Sunday, May 14, 2006

Wedging In Another Flag Post

We mentioned last week about the ways in which the flag of St. George should and shouldn't be displayed. This monstrosity, spotted last night in a North London bar, most definitely falls into the latter category, text or no text.

To add to the overall horror, the shorts were riding up something awful and gradually being... absorbed. Had we stayed much longer, I'm not sure how much of the Cross would have remained visable.

7 comments:

Tim-tambolini said...

Good thing you carry your camera around for just such occasions. LOL. I've been drinking so I find this especially funny at the moment.

Me Over Here said...

There's a truck commercial here that features a woman running in wind shorts...sporting the Texas flag. There are so many things wrong with this commercial: First, the shot focuses on her butt only, second, NO ONE has worn wind shorts since the 90s, and third, WHY would you wear the Texas flag on your ass?
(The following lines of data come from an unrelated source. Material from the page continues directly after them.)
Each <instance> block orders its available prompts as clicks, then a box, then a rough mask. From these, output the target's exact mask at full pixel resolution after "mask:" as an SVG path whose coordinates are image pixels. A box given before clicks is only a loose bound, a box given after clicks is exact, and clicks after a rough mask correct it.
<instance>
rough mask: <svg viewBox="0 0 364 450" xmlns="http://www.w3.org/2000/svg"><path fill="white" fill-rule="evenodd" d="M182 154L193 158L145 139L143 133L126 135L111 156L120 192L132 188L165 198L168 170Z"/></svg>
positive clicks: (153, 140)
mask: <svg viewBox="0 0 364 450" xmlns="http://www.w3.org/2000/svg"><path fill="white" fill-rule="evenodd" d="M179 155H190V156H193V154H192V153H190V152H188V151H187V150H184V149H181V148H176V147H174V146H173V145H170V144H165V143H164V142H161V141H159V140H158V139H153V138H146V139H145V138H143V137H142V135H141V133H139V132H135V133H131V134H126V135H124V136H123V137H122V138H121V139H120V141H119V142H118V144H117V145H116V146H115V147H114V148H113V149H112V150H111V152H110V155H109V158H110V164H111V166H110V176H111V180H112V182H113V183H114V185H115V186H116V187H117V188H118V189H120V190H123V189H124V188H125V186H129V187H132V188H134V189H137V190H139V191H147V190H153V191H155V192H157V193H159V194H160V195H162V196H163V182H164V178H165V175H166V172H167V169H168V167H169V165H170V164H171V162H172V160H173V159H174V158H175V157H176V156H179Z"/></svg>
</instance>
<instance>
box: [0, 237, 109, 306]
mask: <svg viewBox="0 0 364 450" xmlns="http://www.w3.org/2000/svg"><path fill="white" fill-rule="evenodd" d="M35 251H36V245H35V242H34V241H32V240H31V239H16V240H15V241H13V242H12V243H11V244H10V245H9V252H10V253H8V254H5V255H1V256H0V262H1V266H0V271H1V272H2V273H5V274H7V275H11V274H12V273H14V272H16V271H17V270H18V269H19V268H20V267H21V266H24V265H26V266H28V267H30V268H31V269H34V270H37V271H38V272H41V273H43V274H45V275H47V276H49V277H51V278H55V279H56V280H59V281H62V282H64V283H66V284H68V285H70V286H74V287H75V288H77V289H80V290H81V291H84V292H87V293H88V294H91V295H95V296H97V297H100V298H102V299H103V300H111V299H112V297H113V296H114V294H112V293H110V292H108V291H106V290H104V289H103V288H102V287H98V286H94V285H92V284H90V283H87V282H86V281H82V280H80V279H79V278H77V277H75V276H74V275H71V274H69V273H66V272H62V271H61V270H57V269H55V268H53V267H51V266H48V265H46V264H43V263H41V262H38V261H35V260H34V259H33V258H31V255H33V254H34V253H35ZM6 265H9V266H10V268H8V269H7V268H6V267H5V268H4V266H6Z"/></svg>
Some people just really, really bug me.

Curly said...

It does indeed appear as though there's some kind of vortex thing going on in the middle of the cross...

Huw said...

I want to know what wind shorts are. I'm worried I might inadvertently have some I should best hide.

dotdotdot said...

This particular effect is scientifically known as a hungry bum.

OldHorsetailSnake said...

This IS NOT the English flag. This is the Red Cross, appealing for help...

Chris said...

I love the logic. I'm so patriotic that I will cover my anus with my flag. Yes, the same anus I excrete gas from.